If we check the speed difference (MB/s) we see it is significant but not tremendous, 149.86 MB/s for the HDD, vs 514.28 MB/sL the SSD is 3.4 times faster. Yes, that’s the same difference as the IOPS; all these things are related. Large file sequential IO is the easiest for any storage device, which is why we see sequential speed specifications in marketing information. It is also easy to understand. The truly important indications of performance are not found here.
The 4K read speed of the HDD is surprisingly small, 0.69MB/s compared to the SSD’s 36.79MB/s, and again is over 53 times faster in the SSD. A 4K write speed for the HDD of 1.22 MB/s is better than the read speed, but again dwarfed by the SSD at 128.65 MB/s, and again over 105 times faster.
AHCI and NCQ were originally designed for HDDs, to enhance their performance. Given that, the HDD’s results are not impressive. We see an increase in the IOPS to 405, or 2.3 times greater, with read speed increase of less then two times, to 1.58 MB/s. The SSD is capable of 92,586 read IOPS, over 228 times faster! Once again, the SSD’s read speed of 361.66MB/s is over 228 times faster than the HDD.
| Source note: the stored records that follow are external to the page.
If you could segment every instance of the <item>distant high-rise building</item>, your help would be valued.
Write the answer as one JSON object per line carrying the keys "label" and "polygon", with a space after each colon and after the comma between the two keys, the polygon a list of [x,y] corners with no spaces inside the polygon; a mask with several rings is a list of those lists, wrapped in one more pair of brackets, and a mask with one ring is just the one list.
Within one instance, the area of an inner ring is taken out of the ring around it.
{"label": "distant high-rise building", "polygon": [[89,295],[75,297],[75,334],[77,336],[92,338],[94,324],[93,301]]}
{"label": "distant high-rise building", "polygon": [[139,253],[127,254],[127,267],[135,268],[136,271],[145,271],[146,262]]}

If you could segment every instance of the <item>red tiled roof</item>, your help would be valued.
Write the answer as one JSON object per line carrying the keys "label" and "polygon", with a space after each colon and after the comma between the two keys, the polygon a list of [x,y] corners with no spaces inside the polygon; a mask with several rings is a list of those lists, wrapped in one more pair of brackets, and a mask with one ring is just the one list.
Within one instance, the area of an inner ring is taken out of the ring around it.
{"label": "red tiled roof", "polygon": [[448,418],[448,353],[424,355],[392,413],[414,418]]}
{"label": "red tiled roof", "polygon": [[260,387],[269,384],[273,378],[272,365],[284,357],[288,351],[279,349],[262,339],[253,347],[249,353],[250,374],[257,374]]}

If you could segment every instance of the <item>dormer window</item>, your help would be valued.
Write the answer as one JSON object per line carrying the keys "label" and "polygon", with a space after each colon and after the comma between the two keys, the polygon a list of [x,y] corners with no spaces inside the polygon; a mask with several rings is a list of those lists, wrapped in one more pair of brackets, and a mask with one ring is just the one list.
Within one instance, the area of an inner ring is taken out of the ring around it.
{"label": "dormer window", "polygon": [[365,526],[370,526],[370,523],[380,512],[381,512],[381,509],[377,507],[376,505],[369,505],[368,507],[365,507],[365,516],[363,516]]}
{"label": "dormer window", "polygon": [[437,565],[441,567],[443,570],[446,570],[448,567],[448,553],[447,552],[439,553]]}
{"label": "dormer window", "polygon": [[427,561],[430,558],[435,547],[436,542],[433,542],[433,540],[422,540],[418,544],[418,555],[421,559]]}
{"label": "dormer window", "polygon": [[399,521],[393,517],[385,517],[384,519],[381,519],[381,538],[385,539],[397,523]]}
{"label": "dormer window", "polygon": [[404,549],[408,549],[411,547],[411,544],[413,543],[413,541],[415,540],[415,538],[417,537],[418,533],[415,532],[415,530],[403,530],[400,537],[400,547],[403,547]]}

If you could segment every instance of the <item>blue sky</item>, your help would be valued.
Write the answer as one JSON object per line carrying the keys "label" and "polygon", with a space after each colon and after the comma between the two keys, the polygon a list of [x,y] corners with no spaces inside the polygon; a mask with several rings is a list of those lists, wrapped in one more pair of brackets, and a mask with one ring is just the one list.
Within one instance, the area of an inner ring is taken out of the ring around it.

Unfortunately, the HDD gains nothing from NCQ in the NCQ 4K write test, staying at 311 IOPS and 1.21 MB/s. The SSD’s performance is over 193 times the write IOPS of the HDD, and at 235MB/s is over 194 times faster than the HDD.
The final row we’ll look at is Access time, which is latency. A single access time figure is very simplified, as it varies depending on many things, in this case it must be an average. The HDD’s Read Access Time of 15.785 millisecond sounds quick, and it is, but the SSD’s Access Time of 0.031 milliseconds is 509 times faster! Write access time is faster than the read on the HDD, since all it needs to do is get the address of some empty space. The SSD’s write access time is still over 102 times faster than the HDD’s. Do you think that extremely reduced access times like this will only be noticeable when a PC boots an OS?
Take a look at these two HDTune Pro results; the SSD on the left and the hard drive on the right. Do you notice how the hard drive performance decreases as the data transfer continues, in comparison to the SSD that remains level? Now look at the Access Time of the hard drive compared to that of the SSD. This is a perfect example of how a SSD, with very low latency compared to the HDD, moves data continuously like oil through a pipeline, whereas the HDD must continuously return for chunks of data, slowing performance and increasing disk access times significantly.
PUTTING IT ALL TOGETHER
Throughput, latency and IOPS form the performance triangle of all SSDs, regardless of whether we are speaking of a $70 consumer SSD or a $15K PCIe enterprise SSD. As much as throughput may be the key to retail sales while latency and IOPS are that of enterprise, this knowledge enables our understanding of why our PC starts in 15 seconds with a SSD, vice that of a minute or more with HDD.
Simply, IOPS are how often or fast the storage device can perform IO requests, latency describes how long it takes for an IO request to begin, and throughput is the actual speed of the data transfer and most often measured in MB/s. In all cases, we found that a SSD performs better than a HDD, from about 3.5 times to over 500 times faster.
The two most important factors, the ability to perform more IO requests, and to start them faster range from about 50 to 500 times faster. We also saw that IOPS contain the same information that the MB/s speed does.
At the consumer level, most will never use the ultimate performance capabilities that an SSD offers very often, if ever. Having a SSD in your system means higher performance, complete silence, a cooler system, much higher endurance and data safety should you drop your system, as well as longer battery life for laptops. The fact that we forget these characteristics after getting used to the SSD is probably the ultimate compliment we can experience.